Rates range from 0-1.4 percent – lower than in August 2014!! (I note that they offer a multitude of complex products, presumably to con their clients akin to mobile companies).
To sum up: a substantial drop in supply (of deposits) has not caused any increase in the price of funding. Given that the balance sheet of the Bank is more or less unchanged, we can rule out a commensurate drop in demand (for funding).
Do we need to rewrite economic theory? Is this some puzzle, something which has an unorthodox answer? Maybe rates stay low because there is a lack of profitable investments in the Greek economy? Maybe it is inflation expectations?
Rates are low because Piraeus bank does not have to bother about funding. There is a (very) large market player who does not make economic decisions and happily supplies any amount of funds needed. Market participants have an expression for that: dumb money. You know who I am talking about,
Deposit rates in Greece are low because the ECB (technically the Greek central bank) provides any amount of funds needed. There is no need for Greek banks to attract funds or keep costumers.
Now, the interesting thing is that any day that passes with deposit outflows (and higher ECB credit lines) the negotiating position of Varoufakis and Tsipras (who have made ludicrous promises to the electorate) improves. Why, that’s what I wrote in another post in February (here),
(…) Or take the ECB. A write-off would finally make it clear that it has engaged in government financing, although explicitly forbidden by EU contracts. This certainly would mean the end of the fiscal union debate.
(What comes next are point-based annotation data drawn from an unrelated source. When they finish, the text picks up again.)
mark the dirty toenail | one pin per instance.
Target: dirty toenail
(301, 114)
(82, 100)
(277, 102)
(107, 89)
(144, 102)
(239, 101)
As someone who is tired to see government economists and “quality” newspapers argue for that nonsense, I would highly welcome such a development – even if I am aware that it would lead to a big economic and political crisis. (I confess that am a fan of the German proverb: “Besser ein Ende mit Schrecken, als Schrecken ohne Ende!”)
And this is exactly the reason why a write-off will never happen, as long as extend and pretend works. The accounting of government is opaque for a purpose. It has never been otherwise. If you do not believe me, read this book, it will cure you of any illusions you might have (…)
That’s right, even though the Eurocrats certainly dislike the two Marxist lunatics who make fools out of them, and even though the Greek economy (or the fate of ordinary Greeks) do not matter at all to them, they try to avoid a (formal) default at all costs, otherwise there is a rude awakening in the electorate in the core countries. And the costs are increasing by the day…
Although many predict this weekend could bring capital controls and the like in Greece, I do not think anything will happen. Instead, we will see further extend and pretend. Do not forget that a default would come at a very inopportune time now that the (of course independent) EU top court has decided that the purchase of government bonds is not government financing (here). This is probably a bold statement given current headlines, but I will stick to it.
Let me be clear: I am NOT predicting this can or will go on forever, or that the parties involved can “solve” the Greek problem. Surely, at some future point in time some kind of shock will occur, I just do not feel it is time yet. And aren’t market crashes more likely to happen in autumn anyway?